On Content and References: I will not give reference to everything I put up on these pages even though I may have gotten the note from some source simply because I got that information from some source. If a note is something to me self-evident from the text, it does not need a reference, even though I may have first come upon it in a critical work. For the most part, there is not need to cite where I learned of cross references within the Wake. I will generally only note things that fall outside that simple rubric. The generating of a running outline will be wholly mine, and I will make note of outside sources only when I myself turned to them and am presenting them as corrections, alternatives, and such.
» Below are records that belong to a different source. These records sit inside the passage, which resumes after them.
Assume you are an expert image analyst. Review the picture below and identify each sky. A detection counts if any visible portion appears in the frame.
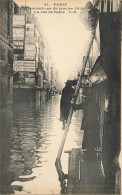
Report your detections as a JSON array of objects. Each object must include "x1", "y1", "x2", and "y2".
[{"x1": 15, "y1": 0, "x2": 92, "y2": 83}]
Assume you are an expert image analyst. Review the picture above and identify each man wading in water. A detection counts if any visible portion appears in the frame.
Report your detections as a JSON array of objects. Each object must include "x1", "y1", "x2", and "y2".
[{"x1": 72, "y1": 89, "x2": 100, "y2": 153}]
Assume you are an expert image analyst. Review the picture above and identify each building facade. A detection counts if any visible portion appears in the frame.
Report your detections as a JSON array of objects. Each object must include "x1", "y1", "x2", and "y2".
[{"x1": 0, "y1": 0, "x2": 13, "y2": 110}]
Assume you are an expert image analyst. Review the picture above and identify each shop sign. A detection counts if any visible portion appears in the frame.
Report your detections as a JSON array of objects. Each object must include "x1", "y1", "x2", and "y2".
[
  {"x1": 13, "y1": 28, "x2": 24, "y2": 41},
  {"x1": 25, "y1": 37, "x2": 36, "y2": 45},
  {"x1": 13, "y1": 61, "x2": 35, "y2": 72},
  {"x1": 26, "y1": 23, "x2": 34, "y2": 37},
  {"x1": 13, "y1": 14, "x2": 25, "y2": 27},
  {"x1": 13, "y1": 41, "x2": 24, "y2": 49},
  {"x1": 24, "y1": 45, "x2": 35, "y2": 60}
]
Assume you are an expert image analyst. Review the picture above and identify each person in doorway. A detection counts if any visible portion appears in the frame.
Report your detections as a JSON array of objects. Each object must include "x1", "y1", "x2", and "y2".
[
  {"x1": 72, "y1": 89, "x2": 100, "y2": 152},
  {"x1": 60, "y1": 80, "x2": 77, "y2": 129}
]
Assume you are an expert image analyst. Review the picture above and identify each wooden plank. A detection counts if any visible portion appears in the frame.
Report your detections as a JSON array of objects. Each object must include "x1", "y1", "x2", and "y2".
[
  {"x1": 79, "y1": 150, "x2": 104, "y2": 194},
  {"x1": 67, "y1": 149, "x2": 80, "y2": 193}
]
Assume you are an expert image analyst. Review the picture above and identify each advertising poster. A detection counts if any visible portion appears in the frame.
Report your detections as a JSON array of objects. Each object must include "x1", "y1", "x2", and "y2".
[{"x1": 0, "y1": 0, "x2": 122, "y2": 195}]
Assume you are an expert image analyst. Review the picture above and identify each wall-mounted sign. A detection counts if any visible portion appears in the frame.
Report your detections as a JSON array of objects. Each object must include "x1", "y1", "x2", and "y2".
[
  {"x1": 25, "y1": 37, "x2": 36, "y2": 45},
  {"x1": 13, "y1": 14, "x2": 25, "y2": 27},
  {"x1": 13, "y1": 61, "x2": 35, "y2": 72},
  {"x1": 13, "y1": 28, "x2": 24, "y2": 40},
  {"x1": 24, "y1": 45, "x2": 35, "y2": 60},
  {"x1": 26, "y1": 23, "x2": 34, "y2": 37},
  {"x1": 13, "y1": 41, "x2": 24, "y2": 49}
]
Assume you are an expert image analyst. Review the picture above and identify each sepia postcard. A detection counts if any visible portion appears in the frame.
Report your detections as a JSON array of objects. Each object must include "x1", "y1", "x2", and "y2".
[{"x1": 0, "y1": 0, "x2": 121, "y2": 195}]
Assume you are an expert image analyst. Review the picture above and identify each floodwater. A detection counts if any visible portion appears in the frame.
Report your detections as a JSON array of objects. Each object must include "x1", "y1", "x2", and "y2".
[{"x1": 1, "y1": 95, "x2": 83, "y2": 194}]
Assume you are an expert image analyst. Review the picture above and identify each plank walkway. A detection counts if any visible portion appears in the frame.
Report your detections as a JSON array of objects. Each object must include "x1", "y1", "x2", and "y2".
[{"x1": 66, "y1": 148, "x2": 104, "y2": 194}]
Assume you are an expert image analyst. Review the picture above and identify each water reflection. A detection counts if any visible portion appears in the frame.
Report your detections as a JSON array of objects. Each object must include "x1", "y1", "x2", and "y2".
[{"x1": 1, "y1": 96, "x2": 81, "y2": 194}]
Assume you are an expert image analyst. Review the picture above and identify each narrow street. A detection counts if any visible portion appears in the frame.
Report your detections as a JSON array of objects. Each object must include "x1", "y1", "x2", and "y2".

Finally, I have no intention of reduplicating McHugh's Annotations (or other such references) here. This effort is going to be oriented more toward the structure and flow of the Wake than to the particular, moment by moment details of the Wake. When I do use McHugh, I will note him only when the information, again, is not self-evident (for example, I will not source an occurrence of the initials "HCE" in the text that I missed and saw only because of McHugh; likewise, I will not note an obvious historical reference merely because I did myself not know the historical details of the reference before seeing it in McHugh.) Note: a reference "McHugh" alone refers to the Annotations. References to McHugh's The Sigla of Finnegans Wake will be so identified.
With each page, I give link to same page on the Finnegans Wiki site. With that, you can get access to what references, etc., people have offered there in phrase-by-phrase interpretation. Note, however, it is a wiki: just because the information is offered does not make it good information. The ALP chapter of the Wake is prime demonstration. People have found the name of thousands of rivers hidden in the chapter: far, far more, it is assuredly true, than Joyce himself put in the chapter.
Finally, keep in mind this site is firstly my own notebook. Therefore I may give argument in support of something that someone else has already and more elegantly demonstrated or even to a point that is commonly held. But if there is an interpretive argument to make, there is no reason not to make it, simply so that the argument is present. Unlike with books, there are no paper costs to the internet: a person can spell out online what has to be edited out for sake of space in a book.